Politycy wycofują się z pomysłu podwyższenia wynagrodzeń dla osób sprawujących funkcje publiczne. Projekt ustawy w tej sprawie został jednomyślnie odrzucony przez Senat.
W miniony piątek Sejm przyjął projekt nowych przepisów, które miały wyraźnie zwiększyć wynagrodzenia osób kierujących najważniejszymi urzędami administracji państwowej i samorządowej. W mediach społecznościowych zawrzało – Polacy zdecydowanie sprzeciwili się wprowadzaniu takich podwyżek w dobie kryzysu gospodarczego (pisaliśmy o tym TUTAJ).
Po ostrym społecznym sprzeciwie odrzucenie projektu zapowiedziały wczoraj senackie kluby Koalicji Obywatelskiej i Lewicy. W imieniu milczącego wcześniej Prawa i Sprawiedliwości głos zabrał natomiast Ryszard Terlecki, który całą odpowiedzialność postanowił przerzucić na opozycję, zdając się nie zważać na to, że PiS niemal jednomyślnie poparł kontrowersyjny projekt.

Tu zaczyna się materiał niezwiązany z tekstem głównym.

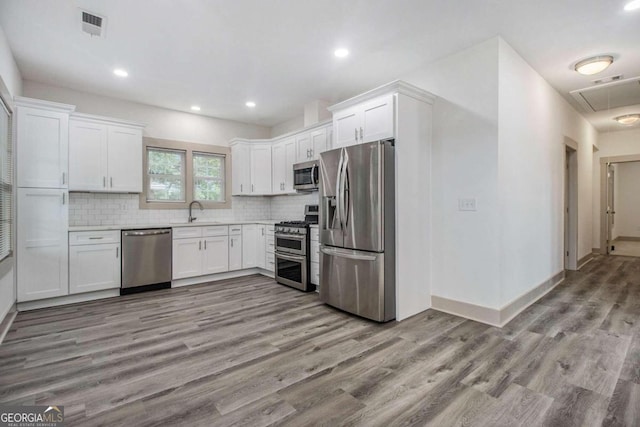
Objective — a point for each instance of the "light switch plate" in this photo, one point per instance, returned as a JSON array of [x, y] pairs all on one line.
[[467, 204]]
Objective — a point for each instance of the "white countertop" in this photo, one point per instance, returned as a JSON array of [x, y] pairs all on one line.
[[168, 225]]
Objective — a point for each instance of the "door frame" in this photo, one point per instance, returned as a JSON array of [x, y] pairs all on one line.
[[604, 222], [570, 205]]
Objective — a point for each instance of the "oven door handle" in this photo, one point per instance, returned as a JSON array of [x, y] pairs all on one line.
[[291, 257], [291, 236]]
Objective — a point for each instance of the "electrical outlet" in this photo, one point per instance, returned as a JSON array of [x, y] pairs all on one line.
[[467, 204]]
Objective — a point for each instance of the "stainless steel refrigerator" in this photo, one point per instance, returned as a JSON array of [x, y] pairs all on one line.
[[357, 229]]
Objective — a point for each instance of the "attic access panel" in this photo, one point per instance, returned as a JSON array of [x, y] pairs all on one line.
[[608, 96]]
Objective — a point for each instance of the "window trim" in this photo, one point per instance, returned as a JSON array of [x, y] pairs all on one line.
[[189, 148]]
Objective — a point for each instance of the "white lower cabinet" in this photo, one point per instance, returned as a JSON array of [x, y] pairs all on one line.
[[235, 247], [249, 249], [186, 258], [216, 255], [94, 265], [42, 243], [198, 251]]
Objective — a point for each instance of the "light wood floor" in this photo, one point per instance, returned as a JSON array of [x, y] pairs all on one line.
[[252, 352]]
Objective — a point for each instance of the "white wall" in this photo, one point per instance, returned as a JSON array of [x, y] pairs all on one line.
[[465, 164], [160, 122], [533, 121], [290, 125], [627, 200], [10, 85], [610, 144], [8, 69]]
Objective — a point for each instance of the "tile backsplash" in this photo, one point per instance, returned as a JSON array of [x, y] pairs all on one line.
[[123, 209]]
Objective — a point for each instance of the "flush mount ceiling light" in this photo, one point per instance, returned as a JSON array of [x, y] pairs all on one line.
[[594, 65], [120, 72], [341, 53], [632, 5], [627, 119]]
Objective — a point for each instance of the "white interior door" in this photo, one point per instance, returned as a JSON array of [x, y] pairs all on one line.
[[42, 243]]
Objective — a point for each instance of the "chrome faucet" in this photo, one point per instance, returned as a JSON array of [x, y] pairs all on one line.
[[193, 218]]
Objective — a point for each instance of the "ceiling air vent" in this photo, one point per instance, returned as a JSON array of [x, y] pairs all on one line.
[[92, 24]]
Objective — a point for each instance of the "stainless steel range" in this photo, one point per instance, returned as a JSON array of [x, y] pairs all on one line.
[[292, 251]]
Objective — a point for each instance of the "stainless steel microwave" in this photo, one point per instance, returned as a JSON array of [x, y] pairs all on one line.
[[305, 176]]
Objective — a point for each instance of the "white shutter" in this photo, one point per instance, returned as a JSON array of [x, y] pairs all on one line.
[[6, 181]]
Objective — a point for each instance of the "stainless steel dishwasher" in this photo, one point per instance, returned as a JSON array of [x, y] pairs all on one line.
[[146, 260]]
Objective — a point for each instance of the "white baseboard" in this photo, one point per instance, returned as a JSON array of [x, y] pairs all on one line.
[[493, 316], [6, 321], [69, 299], [219, 276]]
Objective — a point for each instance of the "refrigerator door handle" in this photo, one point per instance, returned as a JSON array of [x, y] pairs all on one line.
[[339, 189], [339, 253], [343, 191]]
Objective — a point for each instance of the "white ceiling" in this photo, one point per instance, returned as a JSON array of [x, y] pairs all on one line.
[[220, 53]]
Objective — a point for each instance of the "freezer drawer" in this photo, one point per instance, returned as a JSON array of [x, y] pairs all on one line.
[[354, 281]]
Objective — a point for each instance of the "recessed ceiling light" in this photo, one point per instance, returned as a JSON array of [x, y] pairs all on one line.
[[632, 5], [627, 119], [594, 65]]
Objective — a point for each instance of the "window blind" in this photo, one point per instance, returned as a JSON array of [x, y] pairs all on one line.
[[6, 182]]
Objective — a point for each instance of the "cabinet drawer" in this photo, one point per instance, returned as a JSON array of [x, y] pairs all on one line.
[[216, 230], [315, 252], [314, 233], [93, 237], [187, 232], [315, 273]]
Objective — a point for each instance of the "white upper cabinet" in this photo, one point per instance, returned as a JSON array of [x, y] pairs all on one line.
[[369, 121], [42, 134], [240, 170], [303, 142], [87, 156], [125, 159], [104, 155], [261, 169], [265, 167], [251, 169], [284, 157], [319, 141]]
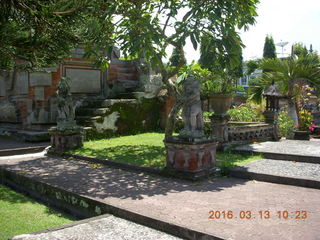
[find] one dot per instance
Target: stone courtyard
(178, 207)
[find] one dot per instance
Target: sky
(289, 21)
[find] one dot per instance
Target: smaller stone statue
(66, 113)
(191, 110)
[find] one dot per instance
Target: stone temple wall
(28, 100)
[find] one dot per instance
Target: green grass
(21, 215)
(147, 149)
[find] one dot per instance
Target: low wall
(244, 132)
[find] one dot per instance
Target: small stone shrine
(191, 155)
(66, 135)
(272, 95)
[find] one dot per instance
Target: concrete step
(105, 103)
(283, 172)
(91, 111)
(87, 120)
(26, 135)
(287, 150)
(103, 227)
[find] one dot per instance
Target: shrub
(243, 113)
(285, 124)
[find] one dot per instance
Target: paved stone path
(185, 203)
(7, 143)
(292, 147)
(105, 227)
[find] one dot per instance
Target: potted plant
(302, 131)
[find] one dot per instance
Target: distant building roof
(273, 91)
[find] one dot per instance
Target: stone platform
(178, 207)
(292, 150)
(277, 171)
(11, 147)
(102, 227)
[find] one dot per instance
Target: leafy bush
(244, 113)
(285, 124)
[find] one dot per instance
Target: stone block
(40, 79)
(65, 140)
(191, 159)
(8, 112)
(22, 83)
(39, 94)
(84, 80)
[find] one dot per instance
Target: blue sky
(286, 20)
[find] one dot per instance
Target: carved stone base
(67, 139)
(193, 159)
(219, 124)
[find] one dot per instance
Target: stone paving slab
(11, 144)
(104, 227)
(184, 203)
(283, 172)
(298, 150)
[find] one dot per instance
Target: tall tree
(177, 57)
(288, 74)
(39, 33)
(269, 48)
(147, 28)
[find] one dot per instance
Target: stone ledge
(67, 201)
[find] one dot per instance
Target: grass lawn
(21, 215)
(147, 149)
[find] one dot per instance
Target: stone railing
(248, 132)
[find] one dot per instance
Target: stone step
(26, 135)
(283, 172)
(87, 120)
(105, 103)
(287, 150)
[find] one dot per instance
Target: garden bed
(147, 150)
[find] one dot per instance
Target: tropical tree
(141, 28)
(39, 33)
(146, 28)
(177, 57)
(288, 75)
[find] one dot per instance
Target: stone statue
(66, 113)
(191, 111)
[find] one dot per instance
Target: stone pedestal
(219, 123)
(66, 138)
(270, 116)
(191, 158)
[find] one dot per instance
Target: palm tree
(288, 75)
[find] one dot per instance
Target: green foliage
(149, 151)
(227, 64)
(269, 48)
(252, 65)
(300, 50)
(177, 57)
(21, 215)
(38, 33)
(305, 120)
(285, 124)
(243, 113)
(210, 82)
(288, 74)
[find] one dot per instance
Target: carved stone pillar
(191, 159)
(219, 123)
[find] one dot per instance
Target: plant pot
(301, 135)
(220, 103)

Opozycja wystąpiła z propozycją podwyżek dla posłów, senatorow, samorządowców itd., potem domagała się, żeby zrobić to szybko, następnie narzekała, że powinny być jeszcze wyższe. Gdy doszło do głosowania oszukała jak zwykle. A teraz płacze po kątach.
— Ryszard Terlecki (@RyszardTerlecki) August 17, 2020
Komentując decyzję Senatu, jego marszałek Tomasz Grodzki oznajmił, że podwyżki dla polityków nie mogą wyprzedzać kwestii wzrostu wynagrodzeń Polaków:
W poczuciu odpowiedzialności przed naszymi wyborcami, przed tymi, którzy nam zaufali, musimy w Senacie pamiętać, że najpierw należy uregulować kwestię lepszych płac obywateli, a dopiero później – jeżeli pojawi się taka możliwość – płac w parlamencie.